26 September 2014
by Pete Long
When guitarist Vogg resurrected Decapitated following the tragic road accident in 2007 that shattered the band, he could have chosen to keep doing the same things that had made Decapitated as big as they are. The 2011 release of Carnival is Forever was definitely not the result of such a decision. Blood Mantra is another step down that path, away from the sounds of traditional death metal.

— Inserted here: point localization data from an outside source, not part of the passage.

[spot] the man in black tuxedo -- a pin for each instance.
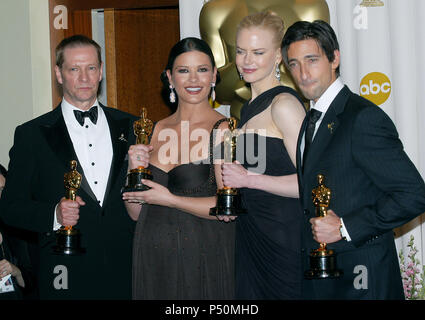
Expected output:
(374, 186)
(34, 194)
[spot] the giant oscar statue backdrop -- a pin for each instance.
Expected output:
(217, 23)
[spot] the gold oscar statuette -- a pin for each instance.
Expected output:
(142, 130)
(68, 238)
(322, 260)
(229, 200)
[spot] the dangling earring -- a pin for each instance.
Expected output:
(212, 91)
(277, 73)
(172, 94)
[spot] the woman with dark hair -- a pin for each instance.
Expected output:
(16, 272)
(180, 252)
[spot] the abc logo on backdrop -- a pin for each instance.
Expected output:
(376, 87)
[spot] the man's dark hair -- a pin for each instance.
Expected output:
(318, 30)
(72, 42)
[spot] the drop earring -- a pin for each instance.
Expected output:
(172, 94)
(212, 91)
(277, 72)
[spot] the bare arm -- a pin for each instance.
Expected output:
(287, 114)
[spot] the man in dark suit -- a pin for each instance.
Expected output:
(34, 194)
(355, 146)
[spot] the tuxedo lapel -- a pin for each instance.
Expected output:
(298, 156)
(327, 129)
(57, 136)
(119, 129)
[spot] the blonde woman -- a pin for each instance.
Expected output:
(268, 237)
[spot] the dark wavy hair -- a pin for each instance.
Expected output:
(187, 45)
(318, 30)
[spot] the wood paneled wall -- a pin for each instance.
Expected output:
(138, 46)
(138, 37)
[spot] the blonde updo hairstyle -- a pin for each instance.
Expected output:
(267, 20)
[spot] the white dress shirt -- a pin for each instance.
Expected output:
(322, 105)
(93, 145)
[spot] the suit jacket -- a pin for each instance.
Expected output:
(39, 158)
(375, 188)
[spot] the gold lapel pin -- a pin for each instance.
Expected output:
(121, 138)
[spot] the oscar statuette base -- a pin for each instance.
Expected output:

‘Exiled In Flesh’ opens the album with a tremolo riff, eventually joined by the blastbeats. It’s the mix of these black metal elements and a more modern, rhythmic sound (that might be compared to Meshuggah) that makes up the majority of this album. The technicality is as impressive as ever with Decapitated, with new drummer Michał Łysejko fitting in straight away. There’s also been a big improvement in vocalist Rasta’s growls. They’re deeper and more sustained and bring more brutality to the mix as a result.
Sadly, that isn’t enough to make it notably brutal, or notably anything much of the time. It’s not that they are writing bad music here, but memorable moments are surprisingly few and far between blander stretches. Songs have killer moments mixed in with the not-so-killer filler, like the groovy riffs at the end of ‘Nest’ or the already mentioned intro of ‘Exiled in Flesh’. When the bright parts outweigh the dull it sees Decapitated at their best, with tracks like ‘Blindness’ just keeping on building and building, with the many subtle flourishes ensuring its freshness. The variety between the styles is what sells the keepers, like ‘Veins’, where a prolonged melodic middle really sets the scene for the more simplistic and crushing ending.
It’s good to see bands that continue to innovate, but the point of innovation is to improve, and Decapitated haven’t really hit the mark here. Sure, some fans will still enjoy this, but Blood Mantra represents a missed opportunity. There is enough quality here to show that Decapitated still have it, but not enough to make this album a must-have.